# Tableau comparatif de performance...



## TheraBylerm (15 Octobre 2004)

Est ce que quelqu'un sait si un tableau comparatif entre les processeur PC et MAC existe ? C'est pour comparer mon PowerBook à un portable PC d'un pote... et lui montrer que le mien tourne plus vite que le sien... héhéhé !


----------



## kisco (15 Octobre 2004)

tu penses bien que c'est très dur à comparer, mais on a déjà essayé dans ce post


----------



## TheraBylerm (15 Octobre 2004)

Héhé... Grace à ce lien : http://www.systemshootouts.org/processors.html trouvé dans le post que tu m'as donné, je vais l'exploser... MERCI !!!


----------



## kisco (15 Octobre 2004)

les statistiques RC5-72 sont encore mieux !!

pour les portables :

Intel Pentium M (Centrino)
2600 Mhz
4,579,723.00 

PowerPC 744x/745x G4
1500 Mhz
15,952,849.00  

pour les postes fixes :

Intel Pentium 4
3600
8,458,317.00

AMD Athlon64
3700
9,735,544.00

PowerPC 970 G5
1800 (et ce n'est pas le 2,5 )
13,147,178.00


----------



## mercutio (15 Octobre 2004)

Le rc 75 n'est pas du tout représentatif.

Il faut juste que tu saches que dans la même fourchette de prix (+20% pou le mac), la puissance est kif kif, sauf pour les jeux (où le mac est complètement lourdé)...

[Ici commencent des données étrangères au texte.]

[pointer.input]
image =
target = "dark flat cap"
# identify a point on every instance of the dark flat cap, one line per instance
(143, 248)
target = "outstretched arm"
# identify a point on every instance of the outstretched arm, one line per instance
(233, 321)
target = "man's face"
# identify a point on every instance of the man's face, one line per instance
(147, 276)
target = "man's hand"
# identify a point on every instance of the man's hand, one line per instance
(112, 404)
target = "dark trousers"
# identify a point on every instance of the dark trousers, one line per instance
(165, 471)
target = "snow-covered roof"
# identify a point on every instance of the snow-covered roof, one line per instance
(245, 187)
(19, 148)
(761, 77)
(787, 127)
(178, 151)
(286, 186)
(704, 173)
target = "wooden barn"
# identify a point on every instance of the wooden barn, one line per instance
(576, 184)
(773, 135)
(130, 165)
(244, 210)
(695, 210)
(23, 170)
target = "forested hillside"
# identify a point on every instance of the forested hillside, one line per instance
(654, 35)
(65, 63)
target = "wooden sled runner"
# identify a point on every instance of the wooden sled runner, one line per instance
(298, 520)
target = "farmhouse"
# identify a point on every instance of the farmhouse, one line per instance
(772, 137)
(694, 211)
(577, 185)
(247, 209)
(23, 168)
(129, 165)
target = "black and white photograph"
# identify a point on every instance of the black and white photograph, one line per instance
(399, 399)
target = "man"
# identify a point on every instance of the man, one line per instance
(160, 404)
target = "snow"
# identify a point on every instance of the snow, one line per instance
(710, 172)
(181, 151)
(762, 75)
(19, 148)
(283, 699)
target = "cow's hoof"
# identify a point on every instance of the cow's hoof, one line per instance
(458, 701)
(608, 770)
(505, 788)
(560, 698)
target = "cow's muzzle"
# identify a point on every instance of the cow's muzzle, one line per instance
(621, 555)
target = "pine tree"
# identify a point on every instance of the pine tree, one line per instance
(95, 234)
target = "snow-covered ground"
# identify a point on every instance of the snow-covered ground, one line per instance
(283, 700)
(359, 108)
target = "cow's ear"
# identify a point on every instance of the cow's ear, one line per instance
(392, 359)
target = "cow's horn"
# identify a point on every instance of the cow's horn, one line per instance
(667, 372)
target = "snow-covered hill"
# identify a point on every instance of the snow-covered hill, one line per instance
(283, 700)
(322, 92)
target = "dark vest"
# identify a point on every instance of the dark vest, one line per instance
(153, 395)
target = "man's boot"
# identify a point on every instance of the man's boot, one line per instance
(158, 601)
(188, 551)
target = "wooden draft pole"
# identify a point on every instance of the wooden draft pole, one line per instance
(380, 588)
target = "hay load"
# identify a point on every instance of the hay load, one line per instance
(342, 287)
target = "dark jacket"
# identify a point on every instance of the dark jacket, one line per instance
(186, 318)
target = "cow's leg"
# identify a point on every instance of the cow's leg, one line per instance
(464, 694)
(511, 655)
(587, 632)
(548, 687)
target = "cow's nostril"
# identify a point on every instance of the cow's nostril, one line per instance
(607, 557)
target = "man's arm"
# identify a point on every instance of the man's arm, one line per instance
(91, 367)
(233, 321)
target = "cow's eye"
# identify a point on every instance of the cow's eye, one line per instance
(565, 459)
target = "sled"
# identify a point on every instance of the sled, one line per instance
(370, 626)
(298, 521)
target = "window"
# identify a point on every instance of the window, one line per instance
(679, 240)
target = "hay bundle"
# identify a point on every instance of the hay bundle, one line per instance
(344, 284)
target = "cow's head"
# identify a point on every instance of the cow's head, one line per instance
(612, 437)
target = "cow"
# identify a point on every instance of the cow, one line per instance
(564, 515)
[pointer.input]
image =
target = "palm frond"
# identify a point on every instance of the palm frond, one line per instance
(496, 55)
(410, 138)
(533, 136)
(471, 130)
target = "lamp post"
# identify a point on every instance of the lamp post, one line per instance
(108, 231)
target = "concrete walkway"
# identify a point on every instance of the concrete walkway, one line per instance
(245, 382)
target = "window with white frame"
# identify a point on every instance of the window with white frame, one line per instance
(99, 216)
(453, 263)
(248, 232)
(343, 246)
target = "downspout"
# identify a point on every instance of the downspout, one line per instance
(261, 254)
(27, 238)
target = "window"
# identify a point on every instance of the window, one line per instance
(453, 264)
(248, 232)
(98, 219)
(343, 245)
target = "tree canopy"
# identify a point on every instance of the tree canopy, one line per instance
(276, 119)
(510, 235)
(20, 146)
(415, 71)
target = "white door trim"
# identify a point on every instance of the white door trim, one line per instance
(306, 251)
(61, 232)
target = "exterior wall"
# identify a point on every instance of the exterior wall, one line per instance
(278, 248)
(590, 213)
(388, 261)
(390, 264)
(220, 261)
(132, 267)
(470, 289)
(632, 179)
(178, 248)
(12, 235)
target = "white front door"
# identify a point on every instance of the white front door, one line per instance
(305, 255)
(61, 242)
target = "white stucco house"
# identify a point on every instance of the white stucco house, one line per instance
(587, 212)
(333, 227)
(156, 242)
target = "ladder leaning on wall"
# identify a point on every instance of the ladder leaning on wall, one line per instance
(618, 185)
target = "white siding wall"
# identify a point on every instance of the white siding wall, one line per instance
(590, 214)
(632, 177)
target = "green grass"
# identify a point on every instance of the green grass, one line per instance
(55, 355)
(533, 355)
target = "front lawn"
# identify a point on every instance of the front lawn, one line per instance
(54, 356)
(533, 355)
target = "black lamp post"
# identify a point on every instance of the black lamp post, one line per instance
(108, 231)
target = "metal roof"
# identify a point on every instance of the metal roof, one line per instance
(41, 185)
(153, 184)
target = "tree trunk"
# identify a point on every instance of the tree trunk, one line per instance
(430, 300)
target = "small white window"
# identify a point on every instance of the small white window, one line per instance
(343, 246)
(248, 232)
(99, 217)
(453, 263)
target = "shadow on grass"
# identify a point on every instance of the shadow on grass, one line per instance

Va voir sur www.barefeats.com


----------



## kisco (15 Octobre 2004)

mercutio a dit:
			
		

> Le rc 75 n'est pas du tout représentatif.



c'est justement à ça que sert ce test ! montrer que chaque plateforme a ses avantages


----------



## TheraBylerm (15 Octobre 2004)

Il n'en reste pas moins que le mac, c'est mieux pour travailler la vidéo... enfin, c'est mon avis !

Et pour cause, c'est plus rapide -et plus stable- que mon ancien PC de m...... !!


----------